In order to investigate the correlation among
cytokine production and antiretroviral
therapy (ART), viral load, CD4(+) and CD8(+) T lymphocytes, 55 human immunodeficiency virus (HIV)-1-infected children on ART or not, and 16 uninfected controls were studied. Peripheral blood mononuclear cells (PBMCs) of HIV-1-infected children and controls were cultured and spontaneous and
mitogen-stimulated
cytokines production was quantified in the supernatants. Viral load was quantified using standard molecular assay. CD4 and CD8 T-lymphocyte counts were determined by flow cytometry.
Cytokine production by
mitogen-stimulated PBMCs showed different profiles in HIV-1 children whether treated or not. The tumour
necrosis factor (
TNF)-alpha production was higher and the
interleukin (IL)-10 production was lower in the HIV-1-untreated group than in the HIV-1-treated children and controls. The
IL-2 production was reduced and the
RANTES production was higher in both HIV-1 groups compared with the controls. The
interferon (IFN)-gamma and the
IL-5 production was significantly reduced in the HIV-1-treated children compared to the controls.
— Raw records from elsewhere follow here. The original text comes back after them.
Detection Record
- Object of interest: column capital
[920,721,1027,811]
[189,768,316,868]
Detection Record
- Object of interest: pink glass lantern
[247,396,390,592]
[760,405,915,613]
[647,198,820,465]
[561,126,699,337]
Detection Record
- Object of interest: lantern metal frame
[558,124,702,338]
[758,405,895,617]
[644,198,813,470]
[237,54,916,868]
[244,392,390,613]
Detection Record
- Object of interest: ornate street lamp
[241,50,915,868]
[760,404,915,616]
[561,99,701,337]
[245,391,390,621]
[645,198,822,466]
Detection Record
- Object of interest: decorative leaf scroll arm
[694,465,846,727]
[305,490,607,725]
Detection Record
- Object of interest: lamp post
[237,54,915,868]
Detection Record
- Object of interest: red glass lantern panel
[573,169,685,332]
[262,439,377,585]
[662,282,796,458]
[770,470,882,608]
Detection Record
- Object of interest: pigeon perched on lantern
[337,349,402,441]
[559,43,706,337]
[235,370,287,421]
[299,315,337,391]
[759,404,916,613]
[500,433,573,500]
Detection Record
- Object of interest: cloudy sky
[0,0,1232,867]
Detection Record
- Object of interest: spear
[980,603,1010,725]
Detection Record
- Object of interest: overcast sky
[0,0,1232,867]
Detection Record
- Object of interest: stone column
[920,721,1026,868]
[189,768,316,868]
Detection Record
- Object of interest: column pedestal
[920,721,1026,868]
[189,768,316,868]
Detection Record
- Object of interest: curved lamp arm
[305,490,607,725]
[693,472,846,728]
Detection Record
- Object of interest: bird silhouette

Interestingly, the analysis of the correlation of HIV-1 phenotype with
cytokine production indicated an increased
RANTES production in relation to nonsyncytium-inducing viral phenotype with slow/low replication profile, whereas decreased
IL-10 levels was associated to syncytium-inducing (SI) strains and rapid/high replication. Our findings suggest that AVT changes on the
cytokine and
chemokine production play an important role in the HIV pathogenesis.